Ironically, the subject matter – the actual ebbs and flows of the final – is so engrossing in itself that even a flawed film, and a filmmaker who might have lost objectivity, isn’t a problem. The match is a reflection of life, and there was no need for it to be packaged as a jazzily edited, fancy-angled orgy of momentum. Close-ups of sweaty faces cut to top angles cut to side profiles mid-rally and disorienting frontal shots, as if to disguise the actors’ inabilities to look professional. On the few occasions we do see them play a full serve-and-volley point or a passing shot down the line, the action is convincing and old-fashioned, suiting the gentle pace and guile of the wooden-racket era. Much of the suspense could have been conveyed through sounds, the oohs and aahs of enthralled viewers and the excitable TV commentary instead of the rapid imagery.

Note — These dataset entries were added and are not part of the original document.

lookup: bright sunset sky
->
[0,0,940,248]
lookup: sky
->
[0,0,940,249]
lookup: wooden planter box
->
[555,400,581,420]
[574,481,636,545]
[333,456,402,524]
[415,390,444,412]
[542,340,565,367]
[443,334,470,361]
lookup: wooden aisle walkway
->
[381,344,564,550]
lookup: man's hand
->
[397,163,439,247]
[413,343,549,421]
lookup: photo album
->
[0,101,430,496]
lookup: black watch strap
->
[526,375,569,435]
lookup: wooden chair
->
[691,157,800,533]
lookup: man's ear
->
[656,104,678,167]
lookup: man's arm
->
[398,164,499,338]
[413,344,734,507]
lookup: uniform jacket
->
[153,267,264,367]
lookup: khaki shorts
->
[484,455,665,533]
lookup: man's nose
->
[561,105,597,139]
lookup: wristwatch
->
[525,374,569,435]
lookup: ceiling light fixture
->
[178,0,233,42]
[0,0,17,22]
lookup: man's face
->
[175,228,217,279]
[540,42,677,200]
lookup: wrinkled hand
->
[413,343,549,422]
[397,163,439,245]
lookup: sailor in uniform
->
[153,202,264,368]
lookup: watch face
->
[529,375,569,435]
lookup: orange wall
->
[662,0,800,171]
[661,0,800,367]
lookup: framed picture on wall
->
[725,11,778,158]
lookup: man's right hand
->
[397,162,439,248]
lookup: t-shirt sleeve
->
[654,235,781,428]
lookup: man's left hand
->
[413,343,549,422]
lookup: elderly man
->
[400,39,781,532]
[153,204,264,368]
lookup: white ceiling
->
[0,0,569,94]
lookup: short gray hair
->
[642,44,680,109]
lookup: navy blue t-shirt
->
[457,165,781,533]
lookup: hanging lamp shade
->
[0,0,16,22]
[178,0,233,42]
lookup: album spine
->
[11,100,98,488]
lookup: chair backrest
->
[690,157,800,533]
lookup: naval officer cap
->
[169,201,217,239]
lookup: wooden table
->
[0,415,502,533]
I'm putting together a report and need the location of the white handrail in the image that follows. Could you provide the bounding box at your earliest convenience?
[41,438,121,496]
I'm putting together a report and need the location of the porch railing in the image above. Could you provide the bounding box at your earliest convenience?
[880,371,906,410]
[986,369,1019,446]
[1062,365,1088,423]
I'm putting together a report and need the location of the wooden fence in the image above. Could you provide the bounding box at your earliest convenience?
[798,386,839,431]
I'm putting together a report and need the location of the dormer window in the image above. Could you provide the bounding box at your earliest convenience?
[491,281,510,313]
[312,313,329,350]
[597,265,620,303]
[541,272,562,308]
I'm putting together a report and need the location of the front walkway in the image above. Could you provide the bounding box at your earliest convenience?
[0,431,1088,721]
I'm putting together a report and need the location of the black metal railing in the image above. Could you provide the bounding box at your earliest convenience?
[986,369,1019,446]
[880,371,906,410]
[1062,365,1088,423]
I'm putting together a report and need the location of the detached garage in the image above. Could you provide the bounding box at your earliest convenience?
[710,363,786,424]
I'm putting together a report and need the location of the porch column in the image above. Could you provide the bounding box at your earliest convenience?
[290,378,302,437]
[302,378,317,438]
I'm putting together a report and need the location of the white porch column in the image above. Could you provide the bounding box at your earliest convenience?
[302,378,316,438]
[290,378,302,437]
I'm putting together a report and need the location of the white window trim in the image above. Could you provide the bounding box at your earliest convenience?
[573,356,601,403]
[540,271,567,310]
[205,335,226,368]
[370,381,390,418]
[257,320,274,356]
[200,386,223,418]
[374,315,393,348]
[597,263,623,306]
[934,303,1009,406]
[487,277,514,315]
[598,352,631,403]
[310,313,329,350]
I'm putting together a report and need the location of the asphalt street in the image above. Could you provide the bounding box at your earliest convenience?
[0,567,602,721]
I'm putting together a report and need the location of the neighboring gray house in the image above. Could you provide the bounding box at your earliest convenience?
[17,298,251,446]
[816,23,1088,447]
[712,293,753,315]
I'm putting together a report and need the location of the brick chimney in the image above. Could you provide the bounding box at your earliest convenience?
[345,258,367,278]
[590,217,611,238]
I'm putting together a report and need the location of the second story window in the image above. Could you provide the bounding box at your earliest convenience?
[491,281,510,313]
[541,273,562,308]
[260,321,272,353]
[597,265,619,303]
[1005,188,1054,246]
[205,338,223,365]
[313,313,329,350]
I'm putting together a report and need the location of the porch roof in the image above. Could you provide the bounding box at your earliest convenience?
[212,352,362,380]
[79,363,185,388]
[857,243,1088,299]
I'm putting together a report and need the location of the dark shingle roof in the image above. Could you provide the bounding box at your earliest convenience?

Ron Howard’s superb F1 drama, Rush, about an identical rivalry between extravagant Hunt and joyless Lauda, had to jazz up the on-track racing action, because the sport is visually repetitive and curiously distant. Tennis doesn’t need perspectives, even if its players do. It is such a furiously individual and lonely sport that the outcomes are unpredictable and exciting enough, without depending on the permutations and combinations of time constraints and camera-encrusted nets. Any shot can lead to any winner or unforced error, and filmmakers rarely recognize the inherent arbitrariness of the sport. It doesn’t need visual crutches, just as McEnroe’s rage needs no justifications.

The only “tennis” movie I had seen prior to this is one called Wimbledon (2004). Not surprisingly, it was a flimsy rom-com parading as an underdog male-centric sports drama. It starred Paul Bettany as an ageing British player, and Kirsten Dunst as an upcoming American player (playing a version of young Maria Sharapova – complete with the psycho dad), and was made way before Murray ended Great Britain’s agonizing wait for a Wimbledon Men’s Singles’ title. Therefore, in true English style, the tennis itself was romantic and comical; never mind a blossoming love affair during the world’s most prestigious tournament. In fact, Bettany allegedly “defeats” young guns like Federer and Roddick on his way to Goran-Ivanisevic-esque immortality. Self-depreciatory Britain defeats flashy America in the final. And he wins at love.

Borg McEnroe has no time for romance, or even romanticizing the sport. But again, flashy America must lose the final. Only this time, not as a villain. Because the elegant hero just wants to pass the baton – and, not unlike a tired Dark Knight, move on and ride into a very European sunset.

Note: Indian viewers might find it increasingly difficult to grasp the spirit of a “sanskaari” McEnroe because of the many muted cuss words. Often, it seems as if he were playing tennis in a silent film. Such a pity, given that the mercurial American’s true weapon and trademark remained his colourful on-court behavior.